The reason for the entropic peculiarity of the past should not be sought in the cosmos at large. The place to look for them is in the split, and therefore in the macroscopic observables that are relevant to us. Time asymmetry, and therefore “time flow”, might be a feature of a subsystem to which we belong, features needed for information gathering creatures like us to exist, not a feature of the universe at large.
(Submitted on 4 May 2015 (v1), last revised 10 May 2015 (this version, v2))

The Connes and Rovelli joint work
The hypothesis that we have put forward in this paper is that physical time has a thermodynamical origin. In a quantum generally covariant context, the physical time is determined by the thermal state of the system, as its modular flow... The main indications in support this hypothesis are the following 
 • Non-relativistic limit. In the regime in which we may disregard the effect of the relativistic gravitational field, and thus the general covariance of the fundamental theory, physics is well described by small excitations of a quantum field theory around a thermal state |ω>. Since |ω> is a KMS state of the conventional hamiltonian time evolution, it follows that the thermodynamical time defined by the modular flow of |ω> is precisely the physical time of non relativistic physics. 

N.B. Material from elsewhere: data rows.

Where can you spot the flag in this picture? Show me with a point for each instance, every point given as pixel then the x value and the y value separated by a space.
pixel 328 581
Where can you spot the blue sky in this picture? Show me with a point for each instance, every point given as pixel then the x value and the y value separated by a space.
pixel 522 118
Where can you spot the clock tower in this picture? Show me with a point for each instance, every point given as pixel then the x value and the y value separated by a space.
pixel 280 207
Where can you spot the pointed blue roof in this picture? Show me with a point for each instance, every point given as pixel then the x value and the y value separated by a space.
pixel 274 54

 • Statistical mechanics of gravity. The statistical mechanics of full general relativity is a surprisingly unexplored area of theoretical physics [4]. In reference [4] it is shown that the classical limit of the thermal time hypothesis allows one to define a general covariant statistical theory, and thus a theoretical framework for the statistical mechanics of the gravitational field. 
 • Classical limit; Gibbs states. The Hamilton equations, and the Gibbs postulate follow immediately from the modular flow relation ...
 • Classical limit; Cosmology. We refer to [11], where it was shown that (the classical limit of) the thermodynamical time hypothesis implies that the thermal time defined by the cosmic background radiation is precisely the conventional Friedman-Robertson-Walker time. 
 • Unruh and Hawking effects. Certain puzzling aspects of the relation between quantum field theory, accelerated coordinates and thermodynamics, as the Unruh and Hawking effects, find a natural justification within the scheme presented here. 
 • Time–Thermodynamics relation. Finally, the intimate intertwining between the notion of time and thermodynamics has been explored from innumerable points of view [1], and need not be expanded upon in this context.

...
We leave a large number of issues open. It is not clear to us, for instance, whether one should consider all the states of a general covariant quantum system on the same ground, or whether some kind of maximal entropy mechanism able to select among states may make sense physically
(Submitted on 14 Jun 1994)
//edit 30 June 2015
The most synthetic review at the technical level of this idea of passing of time in noncommutative von Neumann algebra can probably be found in the appendix of Noncommutative Geometry, Quantum Fieldsand Motives by Alain Connes and Matilde Marcolli.